Important optimizations:

Batch size 10. Larger saves tokens but Claude starts trimming detail beyond event #15. Sweet spot is 10.
Anthropic Batch API for nightly enrichment (50 % discount, 24h SLA - fine, the scraper runs every 4h anyway).
Cache enrichment keyed by raw HTML hash - if an event hasn't changed, no new API call.

Cost: ~$0.40 / 1,000 enriched events. At 50k events scraped, that's $20/month in AI bill.

Admin dashboard: review queue

AI classification is correct 92 % of the time. The remaining 8 % (genre miss, wrong primary artist for festivals) is handled in a review queue: every enriched event goes through an admin pass before publishing. Bulk operations (change genre for all "Karneval"-titled events) in one click, full keyboard shortcuts (j/k/x), inline edit.

Concrete KPIs:

50,000+ events scraped per year
8,000+ live events indexed (after dedup and stale filtering)
Review throughput: 200+ events/h with keyboard shortcuts (vs 30/h clicking manually)

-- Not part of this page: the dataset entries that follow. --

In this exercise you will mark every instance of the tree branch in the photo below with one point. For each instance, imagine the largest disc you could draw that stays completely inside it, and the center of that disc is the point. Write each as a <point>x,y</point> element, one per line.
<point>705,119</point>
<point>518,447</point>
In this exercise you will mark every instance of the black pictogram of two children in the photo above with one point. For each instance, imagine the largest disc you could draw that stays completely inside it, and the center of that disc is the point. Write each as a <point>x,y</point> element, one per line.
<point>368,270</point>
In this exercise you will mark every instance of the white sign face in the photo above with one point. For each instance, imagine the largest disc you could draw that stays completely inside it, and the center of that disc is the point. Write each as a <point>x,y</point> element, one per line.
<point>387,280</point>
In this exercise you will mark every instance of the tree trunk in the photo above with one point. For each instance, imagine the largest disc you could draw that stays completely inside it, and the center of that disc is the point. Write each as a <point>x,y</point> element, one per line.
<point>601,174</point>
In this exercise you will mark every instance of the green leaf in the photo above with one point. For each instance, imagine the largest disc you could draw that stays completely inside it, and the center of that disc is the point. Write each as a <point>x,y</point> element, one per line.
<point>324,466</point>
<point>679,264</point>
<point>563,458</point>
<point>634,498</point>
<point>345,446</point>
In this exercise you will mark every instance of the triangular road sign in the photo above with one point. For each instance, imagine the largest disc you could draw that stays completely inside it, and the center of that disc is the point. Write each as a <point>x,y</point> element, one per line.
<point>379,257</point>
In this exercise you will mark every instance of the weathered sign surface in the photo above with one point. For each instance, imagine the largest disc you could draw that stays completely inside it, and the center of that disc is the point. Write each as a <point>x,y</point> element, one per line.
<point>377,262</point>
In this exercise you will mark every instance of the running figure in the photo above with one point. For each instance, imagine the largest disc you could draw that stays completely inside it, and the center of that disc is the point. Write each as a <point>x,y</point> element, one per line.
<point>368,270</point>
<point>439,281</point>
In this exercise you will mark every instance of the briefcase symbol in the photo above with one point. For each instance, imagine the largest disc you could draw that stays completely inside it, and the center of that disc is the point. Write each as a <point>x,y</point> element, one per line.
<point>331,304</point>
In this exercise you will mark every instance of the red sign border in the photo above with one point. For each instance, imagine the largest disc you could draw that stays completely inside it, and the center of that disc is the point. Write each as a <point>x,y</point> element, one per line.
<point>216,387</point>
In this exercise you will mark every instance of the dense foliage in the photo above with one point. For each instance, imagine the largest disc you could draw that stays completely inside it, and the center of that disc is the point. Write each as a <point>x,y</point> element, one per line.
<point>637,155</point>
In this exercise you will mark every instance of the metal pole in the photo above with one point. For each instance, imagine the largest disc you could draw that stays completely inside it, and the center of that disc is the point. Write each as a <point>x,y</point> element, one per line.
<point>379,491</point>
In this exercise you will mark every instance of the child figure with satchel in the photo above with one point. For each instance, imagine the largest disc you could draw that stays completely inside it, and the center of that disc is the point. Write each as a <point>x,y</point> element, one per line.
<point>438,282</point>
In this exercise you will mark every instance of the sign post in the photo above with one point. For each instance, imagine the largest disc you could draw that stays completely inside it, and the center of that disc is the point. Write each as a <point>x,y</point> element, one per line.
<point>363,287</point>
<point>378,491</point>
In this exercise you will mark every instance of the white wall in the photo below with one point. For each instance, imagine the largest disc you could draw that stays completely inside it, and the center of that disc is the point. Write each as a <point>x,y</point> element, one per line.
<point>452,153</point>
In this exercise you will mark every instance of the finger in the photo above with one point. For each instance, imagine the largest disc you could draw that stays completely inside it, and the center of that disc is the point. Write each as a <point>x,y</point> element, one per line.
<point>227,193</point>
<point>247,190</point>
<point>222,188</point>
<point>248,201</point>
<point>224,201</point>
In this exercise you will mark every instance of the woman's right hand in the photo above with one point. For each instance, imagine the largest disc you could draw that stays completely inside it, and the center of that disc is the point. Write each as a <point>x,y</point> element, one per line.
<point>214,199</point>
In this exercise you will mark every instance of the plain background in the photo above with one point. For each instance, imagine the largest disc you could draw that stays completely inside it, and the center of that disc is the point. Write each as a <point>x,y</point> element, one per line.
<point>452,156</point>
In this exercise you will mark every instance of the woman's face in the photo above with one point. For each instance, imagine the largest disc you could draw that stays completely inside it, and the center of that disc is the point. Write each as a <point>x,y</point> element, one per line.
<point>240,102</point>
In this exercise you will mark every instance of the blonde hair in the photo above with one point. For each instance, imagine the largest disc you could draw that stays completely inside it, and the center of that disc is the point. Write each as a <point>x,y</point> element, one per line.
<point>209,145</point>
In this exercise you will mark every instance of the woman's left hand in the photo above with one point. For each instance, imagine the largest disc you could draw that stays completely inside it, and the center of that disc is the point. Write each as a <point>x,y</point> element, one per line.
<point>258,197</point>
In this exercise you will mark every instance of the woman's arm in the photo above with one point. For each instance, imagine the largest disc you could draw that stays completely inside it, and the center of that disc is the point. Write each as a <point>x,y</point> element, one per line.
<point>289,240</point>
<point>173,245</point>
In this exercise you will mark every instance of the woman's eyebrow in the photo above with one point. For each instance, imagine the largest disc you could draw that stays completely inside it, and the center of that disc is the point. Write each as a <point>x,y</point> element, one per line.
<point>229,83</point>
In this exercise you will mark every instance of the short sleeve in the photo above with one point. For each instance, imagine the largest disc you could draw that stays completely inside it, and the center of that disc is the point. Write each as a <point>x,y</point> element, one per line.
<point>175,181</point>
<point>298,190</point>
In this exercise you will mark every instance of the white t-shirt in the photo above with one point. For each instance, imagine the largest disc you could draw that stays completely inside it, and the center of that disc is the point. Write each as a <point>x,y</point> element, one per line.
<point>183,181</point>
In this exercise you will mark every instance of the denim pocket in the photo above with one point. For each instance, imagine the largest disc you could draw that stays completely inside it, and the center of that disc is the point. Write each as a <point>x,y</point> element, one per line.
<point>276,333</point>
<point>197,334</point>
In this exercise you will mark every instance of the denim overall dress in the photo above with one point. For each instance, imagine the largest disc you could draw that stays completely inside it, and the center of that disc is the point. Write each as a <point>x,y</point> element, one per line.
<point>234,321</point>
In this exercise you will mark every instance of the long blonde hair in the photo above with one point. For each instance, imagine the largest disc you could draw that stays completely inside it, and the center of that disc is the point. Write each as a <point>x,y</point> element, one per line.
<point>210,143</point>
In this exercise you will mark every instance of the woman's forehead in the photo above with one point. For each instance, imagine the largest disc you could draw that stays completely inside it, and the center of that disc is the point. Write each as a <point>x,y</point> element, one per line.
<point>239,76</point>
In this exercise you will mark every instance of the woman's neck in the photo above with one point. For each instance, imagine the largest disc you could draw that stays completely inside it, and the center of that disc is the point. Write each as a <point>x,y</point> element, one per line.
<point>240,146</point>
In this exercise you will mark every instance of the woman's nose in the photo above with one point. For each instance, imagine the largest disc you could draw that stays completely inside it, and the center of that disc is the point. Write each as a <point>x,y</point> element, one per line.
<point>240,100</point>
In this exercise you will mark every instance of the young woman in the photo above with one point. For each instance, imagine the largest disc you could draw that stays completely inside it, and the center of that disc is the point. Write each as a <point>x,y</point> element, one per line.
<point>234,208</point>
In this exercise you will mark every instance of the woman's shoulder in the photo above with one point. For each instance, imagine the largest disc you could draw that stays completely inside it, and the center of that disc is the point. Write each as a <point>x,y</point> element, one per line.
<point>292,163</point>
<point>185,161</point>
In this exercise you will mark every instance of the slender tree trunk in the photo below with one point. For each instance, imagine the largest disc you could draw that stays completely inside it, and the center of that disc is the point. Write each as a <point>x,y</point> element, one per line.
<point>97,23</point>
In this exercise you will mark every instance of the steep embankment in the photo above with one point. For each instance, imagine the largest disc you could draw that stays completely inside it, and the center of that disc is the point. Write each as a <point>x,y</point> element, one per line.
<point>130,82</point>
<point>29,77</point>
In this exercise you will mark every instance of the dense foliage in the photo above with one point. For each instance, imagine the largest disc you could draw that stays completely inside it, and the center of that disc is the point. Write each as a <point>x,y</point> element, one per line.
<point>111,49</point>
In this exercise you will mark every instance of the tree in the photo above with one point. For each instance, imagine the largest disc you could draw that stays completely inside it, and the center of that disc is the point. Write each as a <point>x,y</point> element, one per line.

SEO play: DataForSEO baseline

This was the first project where I deployed the DataForSEO baseline. I generated 574 KW for Ostrava, filtered by volume × intent, and picked 30 target phrases:

Keyword	Monthly volume	Position before	Position after (T+90)
`akce ostrava`	8,100	n/a	#3
`co dělat v ostravě`	2,400	n/a	#5
`vstupenky zoo ostrava`	1,600	n/a	#2
`ostrava akce dnes`	1,300	n/a	#4
`koncerty ostrava 2026`	880	n/a	#6
`goout ostrava alternativa`	110	n/a	#1

"alternativa"-style KW are a gold mine: low volume, but 100 % buying intent. I won them because nobody else was targeting them.

Lessons

Vendor scraping is fragile. TicketPortal changed DOM structure twice in a year, GoOut closed one API endpoint and opened another. I built a smoke-test runner that scrapes one known event every hour and alerts when parsing fails.
Anthropic Batch API is underrated. A 50 % discount in exchange for a 24h SLA on nightly jobs is a no-brainer. I now use it in DokladBot too.
6 languages is not 6× the work. i18next + JSON keys, sure, but AI translation of event descriptions (CS → EN/DE/PL/SK/UA) in a single Claude call is trivial. Real cost: 30 minutes of copy review per new event batch.
Multi-language SEO has its own rules. UK users search "events Ostrava" (in English), Poles "wydarzenia Ostrawa". One URL prefix per locale (/en/events/..., /pl/wydarzenia/...), hreflang tags, separate sitemap per locale. Without that Google only indexes the CS version.
Build the aggregator before content. Once you have 8,000 events in DB, automatic landing pages like "techno events Ostrava 2026" and "rooftop concerts June 2026" build themselves - long-tail SEO writes itself.